On top of this, the programs require additional concessions on the landlord’s part, including their commitment not to evict a certain resident for an agreed-upon amount of time as well as forgiveness for late payments and unpaid fees.
The 4 most notable programs that helped landlords weather the impact of the pandemic on their finances were the Emergency Rental Arrears Program, the Small Residential Property Owner Assistance Program, the Housing Stabilization Grant, and the Small Landlord Emergency Grant Program.
Through the aforementioned government assistance conduits, landlords received some much-needed financial assistance that helped keep their finances in check without being forced to evict residents that were late on their rental payments during the COVID-19 pandemic period.
Originally funded by the COVID-19 relief funds the government was handing out, these programs quickly switched to CARES Act dollars, with their overall budget varying between $1.5 – $2.5 million.
In order to make sure every landlord received what they were entitled to, rent relief was limited to a certain amount per eligible rental unit under the landlord’s ownership, there being limits to how much a single landlord could receive in total as well.

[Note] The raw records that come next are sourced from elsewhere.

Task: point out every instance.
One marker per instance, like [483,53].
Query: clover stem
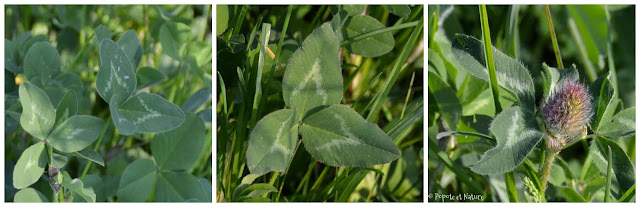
[545,170]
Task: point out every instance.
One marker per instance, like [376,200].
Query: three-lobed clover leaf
[332,133]
[173,151]
[116,82]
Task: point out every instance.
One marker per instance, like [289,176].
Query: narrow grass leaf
[446,100]
[179,148]
[137,181]
[622,125]
[116,75]
[38,115]
[272,142]
[76,133]
[517,135]
[339,136]
[151,113]
[30,166]
[42,61]
[369,47]
[313,75]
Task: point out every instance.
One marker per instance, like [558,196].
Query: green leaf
[313,76]
[272,142]
[354,9]
[603,103]
[511,74]
[571,194]
[76,186]
[151,113]
[339,136]
[68,107]
[179,148]
[42,62]
[30,166]
[101,33]
[123,125]
[446,100]
[517,134]
[255,191]
[137,181]
[402,11]
[76,133]
[623,124]
[173,38]
[29,195]
[178,187]
[116,75]
[196,100]
[130,45]
[91,156]
[59,161]
[148,76]
[222,18]
[12,57]
[38,115]
[207,188]
[622,166]
[374,46]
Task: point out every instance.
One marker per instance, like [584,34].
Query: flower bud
[566,114]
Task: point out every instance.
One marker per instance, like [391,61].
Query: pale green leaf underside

Apart from this, some of the programs placed limits on how long a landlord could continue receiving rental relief, referring to the Housing Stabilization Grant which stated that a landlord could only receive relief for up to 8 months at a time.
This program was eventually upgraded with an additional $2 million in funding due to the incredible response it received, with another $9 million set aside for those providing income-restricted affordable housing to those in need.

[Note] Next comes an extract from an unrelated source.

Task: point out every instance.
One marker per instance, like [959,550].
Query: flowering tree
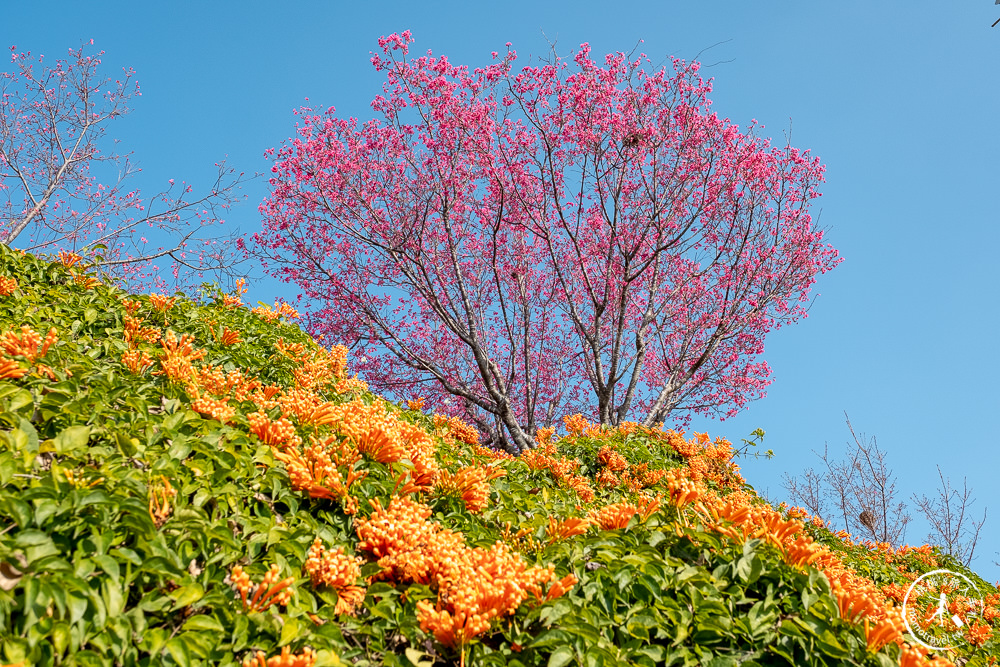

Through the programs, a small landlord was defined as anyone owning anywhere between 8 and 20 rental units, provided they were all eligible at the time of application.
This number varied between counties, and in California, San Mateo County set a limit of 10 units per landlord in order to be eligible for the program.
On top of this, the county added the requirement that at least 50% of the landlord’s income must be from the rental units they were applying for rental relief with, prompting a negative response from the community.
In order to help reach landlords that may not even be aware of assistance available to them, program administrators have remained in contact with the organizations that originally helped spread the word of the government assistance program.
Not receiving rent as a landlord can be pretty demoralizing, especially if the property you’re renting out amounts to the majority of your income.
Thankfully, the federal government is here to help, and rental relief programs were made to help small landlords deal with the impact that loss of rental revenue may have on their finances.
This way, the landlord can focus on improving their financial situation and getting themselves out of the trench that is financial instability caused either by the long-gone pandemic or the current high-inflation climate.